L’ordinanza n. 7117 del 12 marzo 2020 della I° sezione civile della Corte di Cassazione offre importanti spunti di riflessione sul concordato preventivo in bianco, chiarendone la natura e dettando i canoni di confezionamento del relativo ricorso introduttivo.

L’istituto citato trova ricovero sotto l’egida normativa nell’art. 161, comma 6°, l.f., alla stregua del quale “l’imprenditore può depositare il ricorso contenente la domanda di concordato unitamente ai bilanci relativi agli ultimi tre esercizi e all’elenco nominativo dei creditori con l’indicazione dei rispettivi crediti, riservandosi di presentare la proposta, il piano e la documentazione di cui ai commi secondo e terzo entro un termine fissato dal giudice”.

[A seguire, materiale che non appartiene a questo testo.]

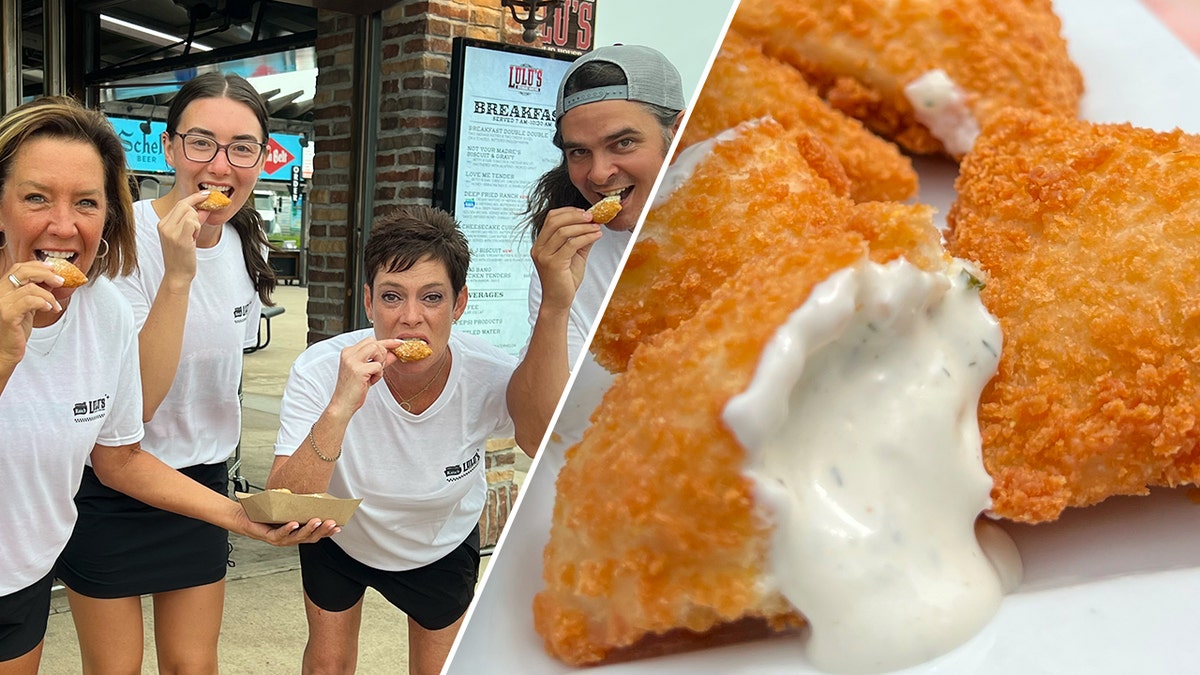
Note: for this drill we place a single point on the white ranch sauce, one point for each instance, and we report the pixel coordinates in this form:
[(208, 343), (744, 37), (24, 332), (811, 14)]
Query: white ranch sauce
[(864, 446), (939, 103), (690, 157)]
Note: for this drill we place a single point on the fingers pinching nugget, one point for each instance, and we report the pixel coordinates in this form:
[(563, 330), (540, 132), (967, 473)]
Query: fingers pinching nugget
[(412, 351), (606, 209), (215, 201), (927, 73), (1090, 234), (71, 275), (875, 167)]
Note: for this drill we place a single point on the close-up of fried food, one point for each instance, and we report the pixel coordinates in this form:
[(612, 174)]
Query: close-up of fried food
[(744, 84), (412, 351), (862, 54), (215, 201), (1091, 238), (605, 209), (751, 191), (71, 275), (676, 541)]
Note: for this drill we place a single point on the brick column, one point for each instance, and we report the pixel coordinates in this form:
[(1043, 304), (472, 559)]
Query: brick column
[(415, 79)]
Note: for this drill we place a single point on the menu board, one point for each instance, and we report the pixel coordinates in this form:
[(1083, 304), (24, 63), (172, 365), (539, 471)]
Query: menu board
[(499, 143)]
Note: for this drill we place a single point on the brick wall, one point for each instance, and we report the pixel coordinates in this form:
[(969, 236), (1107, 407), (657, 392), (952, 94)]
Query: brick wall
[(414, 84)]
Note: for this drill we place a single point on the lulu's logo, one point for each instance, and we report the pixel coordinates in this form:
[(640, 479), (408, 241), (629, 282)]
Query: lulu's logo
[(525, 78), (88, 411), (457, 471)]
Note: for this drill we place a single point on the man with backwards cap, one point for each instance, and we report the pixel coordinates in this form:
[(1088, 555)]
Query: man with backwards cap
[(618, 108)]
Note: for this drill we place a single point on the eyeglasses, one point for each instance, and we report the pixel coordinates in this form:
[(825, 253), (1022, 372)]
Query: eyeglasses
[(241, 154)]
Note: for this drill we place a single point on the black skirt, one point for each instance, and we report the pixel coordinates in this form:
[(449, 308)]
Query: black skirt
[(123, 548)]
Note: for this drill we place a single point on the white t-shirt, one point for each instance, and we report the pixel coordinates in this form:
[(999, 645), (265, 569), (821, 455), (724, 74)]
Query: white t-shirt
[(420, 477), (78, 386), (199, 422), (603, 262)]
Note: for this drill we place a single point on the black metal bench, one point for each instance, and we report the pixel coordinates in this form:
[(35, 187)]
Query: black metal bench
[(267, 316)]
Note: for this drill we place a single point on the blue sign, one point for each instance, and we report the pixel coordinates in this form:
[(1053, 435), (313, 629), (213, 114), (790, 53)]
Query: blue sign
[(143, 149)]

Sotto l’aspetto dogmatico, la domanda di concordato preventivo in bianco condivide la stessa natura giuridica della domanda di concordato ordinaria, dato che, in ogni caso, la procedura concordataria ha il suo avvio, hinc et inde, con la pubblicazione della domanda nel registro delle imprese e non dal momento del deposito del piano e della proposta.

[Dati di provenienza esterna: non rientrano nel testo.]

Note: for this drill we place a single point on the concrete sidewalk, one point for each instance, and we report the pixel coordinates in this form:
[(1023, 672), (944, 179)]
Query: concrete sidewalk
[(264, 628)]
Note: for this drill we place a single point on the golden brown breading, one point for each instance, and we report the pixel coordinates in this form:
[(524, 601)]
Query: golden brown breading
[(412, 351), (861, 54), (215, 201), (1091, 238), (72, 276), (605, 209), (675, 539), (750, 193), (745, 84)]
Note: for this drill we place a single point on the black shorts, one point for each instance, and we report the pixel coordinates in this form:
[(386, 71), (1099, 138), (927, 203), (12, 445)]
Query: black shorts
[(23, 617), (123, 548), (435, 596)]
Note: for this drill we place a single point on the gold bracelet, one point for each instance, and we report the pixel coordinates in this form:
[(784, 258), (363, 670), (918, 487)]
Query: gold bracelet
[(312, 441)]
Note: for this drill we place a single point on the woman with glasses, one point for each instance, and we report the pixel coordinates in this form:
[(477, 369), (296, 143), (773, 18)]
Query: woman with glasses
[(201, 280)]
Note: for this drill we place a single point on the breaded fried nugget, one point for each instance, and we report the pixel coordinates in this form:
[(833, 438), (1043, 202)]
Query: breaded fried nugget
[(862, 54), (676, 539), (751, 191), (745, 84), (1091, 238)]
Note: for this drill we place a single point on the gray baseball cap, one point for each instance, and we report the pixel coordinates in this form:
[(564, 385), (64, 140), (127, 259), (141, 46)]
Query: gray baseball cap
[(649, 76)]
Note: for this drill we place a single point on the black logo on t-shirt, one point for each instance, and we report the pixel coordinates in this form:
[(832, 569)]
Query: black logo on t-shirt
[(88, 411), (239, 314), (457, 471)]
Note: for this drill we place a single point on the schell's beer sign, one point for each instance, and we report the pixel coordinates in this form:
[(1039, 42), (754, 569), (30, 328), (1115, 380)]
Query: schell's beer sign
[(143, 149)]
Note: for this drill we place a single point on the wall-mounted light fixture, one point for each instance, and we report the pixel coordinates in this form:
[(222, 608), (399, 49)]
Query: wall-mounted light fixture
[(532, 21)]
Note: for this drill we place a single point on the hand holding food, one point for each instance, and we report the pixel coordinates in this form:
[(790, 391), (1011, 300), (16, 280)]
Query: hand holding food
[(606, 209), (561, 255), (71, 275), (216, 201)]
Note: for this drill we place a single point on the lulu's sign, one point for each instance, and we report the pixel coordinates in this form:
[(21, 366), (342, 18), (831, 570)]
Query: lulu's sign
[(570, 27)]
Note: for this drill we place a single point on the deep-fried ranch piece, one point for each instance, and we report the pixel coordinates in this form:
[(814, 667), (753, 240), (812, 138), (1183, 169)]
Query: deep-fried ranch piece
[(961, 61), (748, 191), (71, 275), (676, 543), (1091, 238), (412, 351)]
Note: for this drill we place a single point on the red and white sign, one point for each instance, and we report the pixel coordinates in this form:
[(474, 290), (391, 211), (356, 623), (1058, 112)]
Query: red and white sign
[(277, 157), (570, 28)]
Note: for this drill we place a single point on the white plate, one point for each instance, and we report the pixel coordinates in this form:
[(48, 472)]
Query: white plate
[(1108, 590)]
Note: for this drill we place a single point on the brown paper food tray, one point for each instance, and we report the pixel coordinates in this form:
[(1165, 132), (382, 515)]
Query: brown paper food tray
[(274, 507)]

Segnatamente, l’ordinanza in rassegna precisa che “il cosiddetto preconcordato costituisce quindi non un procedimento autonomo e anticipatorio prodromico all’introduzione della procedura concordataria vera e propria, ma una mera opzione di sviluppo del concordato, alternativa a quella prevista dalla L. Fall., art. 161, commi 1, 2 e 3, secondo cui all’imprenditore, che già ha assunto la qualità di debitore concordatario, è concessa la facoltà di procrastinare il deposito di proposta, piano e relativa documentazione, al fine di anticipare i tempi dell’emersione della crisi, in un termine concesso dal Tribunale”.

Quanto al contenuto del ricorso introduttivo, per superare il vaglio di ammissibilità, è sufficiente il deposito della documentazione dettata dal comma 6° dell’art. 161 l.f., senza che l’imprenditore possa ritenersi assoggettato ad un benché minimo onus assertivo circa l’indicazione del tipo di piano da adottare, delle linee essenziali del medesimo e delle forme di soluzione della crisi di impresa.

Ragionare diversamente, precisa la Corte, significherebbe sovvertire il fisiologico sviluppo della procedura originata dalla domanda in bianco, la quale – in sintonia con l’intento legislativo di promuovere l’emersione anticipata della crisi, consentendo un’immediata protezione del patrimonio del debitore per il periodo necessario all’elaborazione del piano ed alla sua presentazione ai creditori – implica, per sua natura, che l’imprenditore predisponga efficacemente il piano e la proposta, non prima di aver verificato lo stato della propria condizione imprenditoriale, nel termine assegnato dal Tribunale.

Logico corollario di tale impostazione risiede nell’impossibilità di teorizzare qualsivoglia margine di discrezionalità del Tribunale rispetto all’adesione alla richiesta di concessione del termine.

In buona sostanza, “il debitore, ove presenti una domanda anticipata di concordato accompagnata da tutti gli elementi stabiliti dalla L. Fall., art. 161, comma 6, ha diritto alla concessione del termine per predisporre la proposta, il piano e la documentazione di cui ai commi 2 e 3”.

Pur tuttavia, anche per ragioni di economicità processuale, laddove il Tribunale ravvisi ictu oculi il tenore meramente dilatorio della domanda di preconcordato, siccome diretta a differire la dichiarazione di fallimento piuttosto che a regolare la crisi dell’impresa, deve immediatamente ravvisarne l’inammissibilità per abuso del processo.

Senonché, ammonisce la Corte di Cassazione, l’abuso del processo va sempre dimostrato in concreto e, a tal fine, scevri di significanza probatoria sono, da un lato, il differimento del procedimento prefallimentare per effetto della presentazione del ricorso per concordato in bianco, accadimento non anomalo tanto da essere previsto dall’ultimo comma dell’art. 161 l.f., e, dall’altro, la consapevolezza dell’imprenditore della consistenza dello stato di crisi dell’impresa, giacché la di lui volontà di porvi fine – con una soluzione concordataria – sostanzia un presupposto indefettibile dell’istituto in esame.